十二月大歌舞伎 夜の部『神霊矢口渡』『本朝白雪姫譚話』歌舞伎座

「十二月大歌舞伎 夜の部」を拝見してきました。『神霊矢口渡』は、今夏の国立劇場「歌舞伎鑑賞教室」の中村壱太郎君のお舟の人形振り、昨夏の「稚魚の会」の中村芝のぶさんの素晴らしいお舟を拝見して満足しているし、白雪姫がどうにも良い感じがせず、幕間で行こうかなと思っていたのですが、たまたま金八席(3階B席)のまぁまぁ良い場所が空いていたので取得。

一本目は『神霊矢口渡(しんれいやぐちのわたし)』「頓兵衛住家の場」です。

配役
渡し守頓兵衛:尾上松緑(音羽屋)
娘お舟:中村梅枝(萬屋)
傾城うてな:中村児太郎(成駒屋)
下男六蔵:中村萬太郎(萬屋)
新田義峯:坂東亀蔵(音羽屋)

何回か拝見している演目、前半は良かったですが、中盤寝かけてしまいました。。。新田義峯に一目惚れしてしまった梅枝君のお舟は照れ方がとても可愛いく魅力たっぷり。義峯演じる亀蔵さんも風格があります。以外と大事な役所だと今回思ったのが下男六蔵、おちゃっぴいな感じの萬太郎君がおちゃっぴいを演じても面白さは半減。お舟との前半の絡みも体が自然に動いていない感じ、最後のお舟との揉み合いも効いてこないですね。ちなみに「おちゃっぴい」の語源は遊郭の「お茶挽き」からで「働いても報酬がなく割のあわないこと」の意もあるようです。

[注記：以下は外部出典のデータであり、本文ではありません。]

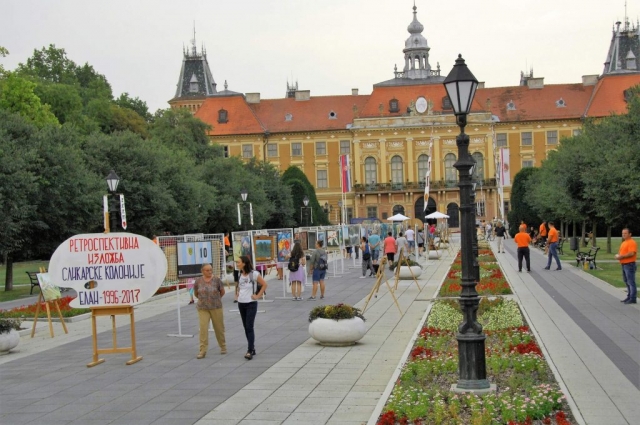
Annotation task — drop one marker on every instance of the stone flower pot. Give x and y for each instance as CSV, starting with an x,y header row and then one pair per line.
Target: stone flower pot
x,y
9,341
405,272
337,333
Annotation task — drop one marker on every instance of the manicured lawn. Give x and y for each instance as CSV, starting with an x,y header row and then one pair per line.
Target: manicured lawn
x,y
20,278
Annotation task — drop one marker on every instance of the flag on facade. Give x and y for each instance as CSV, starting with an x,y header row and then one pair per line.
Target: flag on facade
x,y
427,179
345,174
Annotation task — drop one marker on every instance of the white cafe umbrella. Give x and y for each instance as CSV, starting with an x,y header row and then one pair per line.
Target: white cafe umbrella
x,y
398,217
436,215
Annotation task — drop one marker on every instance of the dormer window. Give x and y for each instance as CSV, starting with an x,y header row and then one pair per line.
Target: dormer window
x,y
223,116
394,105
446,103
193,84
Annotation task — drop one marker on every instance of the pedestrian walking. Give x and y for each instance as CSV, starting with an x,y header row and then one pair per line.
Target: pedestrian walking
x,y
627,255
367,264
209,290
552,242
500,232
522,239
251,287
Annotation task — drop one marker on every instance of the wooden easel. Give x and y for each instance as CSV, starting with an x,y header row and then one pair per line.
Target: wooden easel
x,y
397,273
46,303
376,286
113,312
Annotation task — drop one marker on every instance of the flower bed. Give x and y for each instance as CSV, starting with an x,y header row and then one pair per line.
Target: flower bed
x,y
526,389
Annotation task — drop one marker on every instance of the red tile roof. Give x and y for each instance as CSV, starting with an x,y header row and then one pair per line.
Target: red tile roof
x,y
308,115
536,104
241,119
608,96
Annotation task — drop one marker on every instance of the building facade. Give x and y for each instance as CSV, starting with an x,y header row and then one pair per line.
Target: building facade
x,y
405,126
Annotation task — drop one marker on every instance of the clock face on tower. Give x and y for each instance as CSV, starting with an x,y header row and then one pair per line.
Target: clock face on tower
x,y
421,105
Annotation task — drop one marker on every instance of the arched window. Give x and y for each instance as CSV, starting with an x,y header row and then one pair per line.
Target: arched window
x,y
478,172
396,170
423,167
450,172
370,171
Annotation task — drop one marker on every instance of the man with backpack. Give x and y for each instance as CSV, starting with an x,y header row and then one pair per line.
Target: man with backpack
x,y
318,269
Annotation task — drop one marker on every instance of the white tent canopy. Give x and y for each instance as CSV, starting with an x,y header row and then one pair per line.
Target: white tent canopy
x,y
398,217
436,215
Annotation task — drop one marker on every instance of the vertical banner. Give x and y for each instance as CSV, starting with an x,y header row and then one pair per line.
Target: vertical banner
x,y
346,175
427,179
105,213
505,174
123,213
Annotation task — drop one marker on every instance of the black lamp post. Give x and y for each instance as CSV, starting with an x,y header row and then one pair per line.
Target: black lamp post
x,y
112,183
305,212
461,87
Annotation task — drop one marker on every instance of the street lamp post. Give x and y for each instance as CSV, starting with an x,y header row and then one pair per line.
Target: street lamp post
x,y
461,86
112,183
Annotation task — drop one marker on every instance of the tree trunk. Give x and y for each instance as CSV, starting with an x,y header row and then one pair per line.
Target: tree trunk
x,y
8,279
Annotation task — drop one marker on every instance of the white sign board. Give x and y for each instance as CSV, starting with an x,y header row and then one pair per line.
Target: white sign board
x,y
108,269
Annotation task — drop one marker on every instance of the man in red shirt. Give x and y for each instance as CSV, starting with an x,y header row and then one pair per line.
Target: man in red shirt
x,y
552,242
522,239
627,256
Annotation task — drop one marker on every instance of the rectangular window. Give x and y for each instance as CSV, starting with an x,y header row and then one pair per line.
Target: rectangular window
x,y
345,147
501,140
272,149
296,149
322,179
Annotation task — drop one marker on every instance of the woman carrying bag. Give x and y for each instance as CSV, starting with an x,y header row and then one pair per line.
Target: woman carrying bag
x,y
251,287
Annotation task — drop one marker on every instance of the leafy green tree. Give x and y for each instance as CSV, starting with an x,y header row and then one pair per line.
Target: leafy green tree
x,y
17,95
295,173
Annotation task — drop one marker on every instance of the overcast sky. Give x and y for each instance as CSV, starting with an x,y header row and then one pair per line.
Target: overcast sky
x,y
328,46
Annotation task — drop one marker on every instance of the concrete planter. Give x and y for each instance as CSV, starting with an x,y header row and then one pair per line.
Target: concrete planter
x,y
9,341
337,333
405,272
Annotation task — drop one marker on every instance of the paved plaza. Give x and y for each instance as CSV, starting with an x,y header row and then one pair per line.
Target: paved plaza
x,y
591,340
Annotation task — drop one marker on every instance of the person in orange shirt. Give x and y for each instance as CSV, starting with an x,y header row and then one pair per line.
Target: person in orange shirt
x,y
627,256
543,231
522,239
553,246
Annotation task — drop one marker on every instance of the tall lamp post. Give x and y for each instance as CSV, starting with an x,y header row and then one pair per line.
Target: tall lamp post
x,y
305,212
112,183
461,87
242,210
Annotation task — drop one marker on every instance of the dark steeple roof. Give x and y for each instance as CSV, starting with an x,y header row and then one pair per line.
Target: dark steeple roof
x,y
196,80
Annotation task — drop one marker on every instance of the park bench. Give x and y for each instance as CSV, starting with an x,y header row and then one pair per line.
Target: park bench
x,y
33,279
588,257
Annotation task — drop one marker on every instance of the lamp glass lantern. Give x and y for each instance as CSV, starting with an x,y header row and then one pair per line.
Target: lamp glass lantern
x,y
461,87
112,181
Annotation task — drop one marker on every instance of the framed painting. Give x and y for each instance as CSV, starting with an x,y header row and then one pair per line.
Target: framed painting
x,y
264,248
284,244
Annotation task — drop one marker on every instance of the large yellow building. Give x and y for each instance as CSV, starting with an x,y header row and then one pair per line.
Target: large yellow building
x,y
388,133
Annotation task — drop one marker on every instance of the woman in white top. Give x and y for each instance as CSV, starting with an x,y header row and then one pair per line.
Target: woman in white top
x,y
248,296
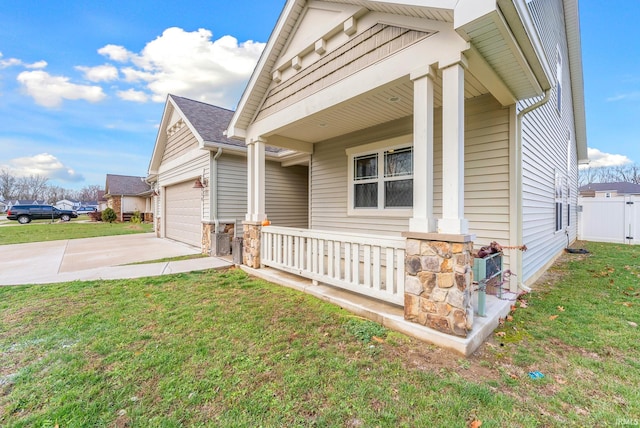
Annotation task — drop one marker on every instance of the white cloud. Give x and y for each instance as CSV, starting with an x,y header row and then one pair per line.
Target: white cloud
x,y
115,53
43,164
100,73
13,62
133,95
189,64
49,91
628,96
598,159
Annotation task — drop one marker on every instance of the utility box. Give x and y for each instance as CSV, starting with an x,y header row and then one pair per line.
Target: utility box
x,y
484,271
488,267
221,245
236,250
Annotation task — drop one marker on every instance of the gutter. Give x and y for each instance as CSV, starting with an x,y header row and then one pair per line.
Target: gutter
x,y
518,190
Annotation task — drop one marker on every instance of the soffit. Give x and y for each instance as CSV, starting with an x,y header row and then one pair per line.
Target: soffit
x,y
378,106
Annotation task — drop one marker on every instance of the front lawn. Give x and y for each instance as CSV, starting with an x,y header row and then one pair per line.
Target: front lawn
x,y
44,230
224,349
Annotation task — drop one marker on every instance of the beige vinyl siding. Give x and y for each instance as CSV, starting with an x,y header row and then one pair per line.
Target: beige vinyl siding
x,y
287,195
486,181
329,184
286,191
232,187
544,137
179,143
486,175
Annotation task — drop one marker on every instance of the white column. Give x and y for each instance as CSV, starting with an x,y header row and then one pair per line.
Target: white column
x,y
258,179
452,221
422,220
250,182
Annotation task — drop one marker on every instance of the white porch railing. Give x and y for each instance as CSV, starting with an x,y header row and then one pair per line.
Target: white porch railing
x,y
365,264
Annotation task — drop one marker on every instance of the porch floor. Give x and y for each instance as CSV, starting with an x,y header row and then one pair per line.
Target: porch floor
x,y
392,316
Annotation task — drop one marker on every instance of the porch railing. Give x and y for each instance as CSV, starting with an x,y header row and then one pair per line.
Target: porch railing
x,y
365,264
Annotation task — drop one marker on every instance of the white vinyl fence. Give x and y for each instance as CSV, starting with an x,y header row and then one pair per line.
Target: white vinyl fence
x,y
615,219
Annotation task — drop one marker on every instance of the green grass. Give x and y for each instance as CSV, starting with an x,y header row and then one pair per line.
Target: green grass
x,y
42,230
223,349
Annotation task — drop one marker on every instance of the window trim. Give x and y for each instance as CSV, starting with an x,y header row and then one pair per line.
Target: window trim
x,y
378,147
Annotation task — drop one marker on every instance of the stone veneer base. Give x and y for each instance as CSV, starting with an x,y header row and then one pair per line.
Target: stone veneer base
x,y
438,288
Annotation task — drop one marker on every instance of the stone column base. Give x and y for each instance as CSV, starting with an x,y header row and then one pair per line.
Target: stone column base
x,y
437,290
251,244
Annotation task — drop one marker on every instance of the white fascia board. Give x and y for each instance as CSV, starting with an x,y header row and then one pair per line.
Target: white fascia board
x,y
467,11
161,139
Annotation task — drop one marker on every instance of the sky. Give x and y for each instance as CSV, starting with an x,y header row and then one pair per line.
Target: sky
x,y
83,84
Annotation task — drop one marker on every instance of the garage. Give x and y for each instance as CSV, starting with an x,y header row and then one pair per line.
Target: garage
x,y
183,213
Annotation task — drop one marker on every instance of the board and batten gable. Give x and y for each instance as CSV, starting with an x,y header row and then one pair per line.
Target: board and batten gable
x,y
549,149
182,161
487,183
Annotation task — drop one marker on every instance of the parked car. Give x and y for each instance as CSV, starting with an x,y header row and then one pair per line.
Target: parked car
x,y
25,213
86,210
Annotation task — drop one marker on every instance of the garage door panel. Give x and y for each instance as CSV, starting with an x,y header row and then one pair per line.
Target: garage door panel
x,y
183,213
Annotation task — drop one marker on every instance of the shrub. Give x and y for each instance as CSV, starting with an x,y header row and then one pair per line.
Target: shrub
x,y
109,215
95,215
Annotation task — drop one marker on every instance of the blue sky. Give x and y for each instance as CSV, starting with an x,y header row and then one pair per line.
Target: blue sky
x,y
83,84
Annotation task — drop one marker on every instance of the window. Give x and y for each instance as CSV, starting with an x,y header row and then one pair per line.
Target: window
x,y
381,178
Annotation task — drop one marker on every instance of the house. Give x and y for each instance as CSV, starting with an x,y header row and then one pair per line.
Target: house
x,y
609,190
199,177
126,194
433,128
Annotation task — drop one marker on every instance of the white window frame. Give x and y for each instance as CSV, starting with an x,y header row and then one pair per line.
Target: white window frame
x,y
379,148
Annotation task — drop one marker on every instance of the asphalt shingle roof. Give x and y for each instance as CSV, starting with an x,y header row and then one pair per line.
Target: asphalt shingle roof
x,y
210,121
126,185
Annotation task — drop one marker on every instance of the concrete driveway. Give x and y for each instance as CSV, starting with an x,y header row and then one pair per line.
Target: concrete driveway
x,y
97,258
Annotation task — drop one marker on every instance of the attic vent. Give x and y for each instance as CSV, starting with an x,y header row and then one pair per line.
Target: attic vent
x,y
175,127
364,49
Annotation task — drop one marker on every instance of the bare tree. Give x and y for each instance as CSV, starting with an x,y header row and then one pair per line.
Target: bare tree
x,y
611,174
89,193
7,184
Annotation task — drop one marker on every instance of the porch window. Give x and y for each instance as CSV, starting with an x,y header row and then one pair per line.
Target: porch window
x,y
381,179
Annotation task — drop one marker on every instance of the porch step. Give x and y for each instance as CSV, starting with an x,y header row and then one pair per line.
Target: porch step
x,y
392,316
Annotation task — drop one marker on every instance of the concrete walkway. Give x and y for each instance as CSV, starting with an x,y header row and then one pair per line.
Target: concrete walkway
x,y
106,257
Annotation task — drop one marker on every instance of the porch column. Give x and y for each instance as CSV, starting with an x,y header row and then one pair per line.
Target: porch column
x,y
255,180
423,220
256,213
452,221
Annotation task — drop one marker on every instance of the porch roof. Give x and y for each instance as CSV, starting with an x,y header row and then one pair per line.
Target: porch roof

続いて怖いもの見たさもあった新作歌舞伎『本朝白雪姫譚話(ほんちょうしらゆきひめものがたり)』は予想的中。

配役
白雪姫:坂東玉三郎(大和屋)
鏡の精:中村梅枝(萬屋)
野分の前:中村児太郎(成駒屋)
輝陽の皇子:中村歌之助(成駒屋)
浦風の局:中村歌女之丞(成駒屋)
家臣郷村新吾:中村獅童(萬屋)

ぬるくて浅い、心地よくない足湯のような演目でした。。。白雪姫誕生のプロローグから一気に16年。「十六年は一昔」とは『一谷嫩軍記』の熊谷直実の名言ですが、取り敢えず浦風の局と横雲の局が何も変わらず生きていてくれて安心。内容としてはグリム童話の原作に近い(かなり忠実)ブラックなもの。白雪の肺や肝臓も食べちゃいます。野分の前(ちなみに野分は台風の意味)に白雪の抹殺を頼まれた郷村新吾ですが、殺そうとするとピッカーンとなりどうしてもできない。「その美しさ新吾には消せはしまい!」。野分に真実がばれた後、出てこなかったが処刑されちゃったのかな。。。原作と大きく違うのは小人(ドワーフ)が子供であること。これにより学芸会感が凄い!何で大人でやらなかったのでしょうか。人員不足?白雪さん?こういう可愛さ求めてません。野分直々に狼の牙の毒を仕込んだ櫛、黒蜥蜴の毒を仕込んだリンゴにより白雪姫を殺すがあえなく失敗。「みんな元気だ白雪さんもーそれで世の中御の字だー」。原作でも白雪姫の蘇生はあっけないものですが、本演目でも同様。白雪姫の棺が鏡である意味はなんなんでしょう。最後は玉三郎さんのお気に入りなのか、中村歌之助君演じる王子と目出度く婚礼。「高砂」の替え歌も歌っちゃいます。天照大神の名前も軽く使い過ぎでは。最後は獅童さんの口付けで復活でも良かったか。そしてどうせなら、焼けた鉄の靴を履かされ、死ぬまで踊らされる児太郎君も見たかったです!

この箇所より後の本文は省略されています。